Sunday, March 31, 2013

St. Philotheus and the Sunday of St. Gregory Palamas

When was it decided the second Sunday of Lent would be dedicated to St. Gregory Palamas? Who decided this? Why? The below from the Holy and Great Monastery of Vatopaidi provides some background. Also below a video by Met. Kallistos (Ware) on St. Gregory Palamas (H/T: Choosing to Look East).

(Vatopaidi Monastery) - St. Philotheus (Coccinus), Patriarch of Constantinople, was one of the most distinguished and most prolific bishops of the Orthodox Church. He was born round about the end of the 13th century in Thessaloniki, very probably of a mother of Jewish descent. From an early age he studied with Thomas Magistrus, and had the good fortune to acquire a profound knowledge of ancient Greek and Christian literature. He soon abandoned the world and became a monk. After staying at the Sinai Monastery – we do not know for how long – he came to Mount Athos and took up residence initially at the Vatopaidi Monastery, where he met and formed spiritual bonds with St Sabbas ‘the fool for Christ’s sake’. He then moved to the Megiste Lavra Monastery, where he became closely associated with Gregory Palamas, whom he had perhaps known when he was a layman in Thessaloniki. A fervent champion of Hesychasm, he remained faithful to the teaching of Gregory Palamas and, as a simple monk of the Lavra, played a leading role in the signing of the ‘Agioritic Tome’ in 1341. In 1342, he succeeded Macarius, who had in the meantime been appointed Metropolitan of Thessaloniki, in the leadership of the Megiste Lavra.
After the triumph of John Cantacuzenus, Philotheus, because he had sided with him and with Gregory Palamas, was promoted by the Patriarch Isidorus to the metropolitical see of Heracleia, the first in the Ecumenical Patriarchate, and for that reason he bore the title of ‘Primus of the first rank of honour’.

He took part in the council held in Constantinople in 1351 against the opponents of the Hesychasts and played a very important role there at the side of Gregory Palamas. Moreover, he compiled the council’s ‘Tome’, containing its minutes and decisions.

On the deposition of Callistus I from the patriarchal throne in 1353, when the names of Philotheus of Heracleia, Macarius of Philadelphia, and Nicholas of Cabasila were put forward by the bishops for the office of Patriarch, Cantacuzenus chose Philotheus. He remained Patriarch for a year, until Cantacuzenus was removed from the imperial throne and Callistus returned as Patriarch. Philotheus retired to the Holy Mountain.
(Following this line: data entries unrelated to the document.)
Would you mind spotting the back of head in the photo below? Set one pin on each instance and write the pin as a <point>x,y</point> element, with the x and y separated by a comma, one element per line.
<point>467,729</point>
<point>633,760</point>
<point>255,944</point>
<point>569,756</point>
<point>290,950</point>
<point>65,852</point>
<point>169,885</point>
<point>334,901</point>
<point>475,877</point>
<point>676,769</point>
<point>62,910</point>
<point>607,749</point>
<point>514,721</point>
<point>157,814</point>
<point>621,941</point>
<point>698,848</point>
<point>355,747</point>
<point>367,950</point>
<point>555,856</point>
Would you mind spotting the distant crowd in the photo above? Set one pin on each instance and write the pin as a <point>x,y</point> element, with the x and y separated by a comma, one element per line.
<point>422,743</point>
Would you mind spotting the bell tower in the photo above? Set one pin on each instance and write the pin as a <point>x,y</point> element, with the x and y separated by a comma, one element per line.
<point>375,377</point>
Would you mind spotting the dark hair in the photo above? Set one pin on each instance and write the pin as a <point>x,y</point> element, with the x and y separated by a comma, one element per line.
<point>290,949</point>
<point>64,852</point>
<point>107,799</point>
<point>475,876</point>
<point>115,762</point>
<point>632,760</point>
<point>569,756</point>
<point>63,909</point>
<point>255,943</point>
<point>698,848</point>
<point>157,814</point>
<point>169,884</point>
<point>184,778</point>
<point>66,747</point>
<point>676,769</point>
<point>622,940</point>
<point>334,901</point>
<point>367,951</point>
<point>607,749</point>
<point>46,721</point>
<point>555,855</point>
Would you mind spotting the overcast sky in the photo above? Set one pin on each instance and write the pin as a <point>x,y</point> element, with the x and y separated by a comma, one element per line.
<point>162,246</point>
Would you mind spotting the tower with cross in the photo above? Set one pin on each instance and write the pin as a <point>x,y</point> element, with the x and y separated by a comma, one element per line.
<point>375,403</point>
Later, however, with the consent of Callistus, he recovered his metropolitical see of Heracleia.

On the death of Callistus, Philotheus in 1364 returned to the patriarchal throne, which he was to occupy for 12 successive years, until 1376. During this second patriarchate, he was extremely active as a writer and administrator, directing church affairs with much prudence and forethought and making the Church of Constantinople a true ecumenical beacon in the dark and troubled times of the 14th century.

Four years after becoming Patriarch, he made a decisive contribution to the recognition by the Synod of the sainthood of Gregory Palamas, whose feast day he appointed, himself providing this with the necessary form of service.

The whole of his ecclesiastical policy had two objectives: the preservation of the Empire from the growing danger of the Turks, and the preservation of the Orthodox from the penetration of Latin propaganda. For this reason, all his actions had as their chief purpose the invigoration of Orthodoxy and the closing of the ranks of the Orthodox peoples.

The problem of union with Rome, which was one which greatly preoccupied his times, Philotheus put on a new footing: he called officially, during his inter-church contacts, for the convening of an Ecumenical Council to deal with the problem. Although this proposal was rejected by Pope Urban V, it seems to have brought forth fruit in the West a century later with the convening of the Councils of Ferrara-Florence.

As a writer, Philotheus was extremely prolific. He wrote works of controversy against the opponents of Hesychasm, lives of saints, encomia, works of hermeneutics, liturgical studies, studies of canon law, as well as various prayers and services. Thus his works cover all the branches of theology.

In 1376, worn out by ill health and old age, he resigned from the patriarchal throne, and lived the rest of his days in peace and humility, probably until 1379.

There is evidence that he was recognised as a saint almost immediately after his death, but official documentation as to his feast day has not survived. This is a matter which should certainly be dealt with by decisions of the Church in the near future.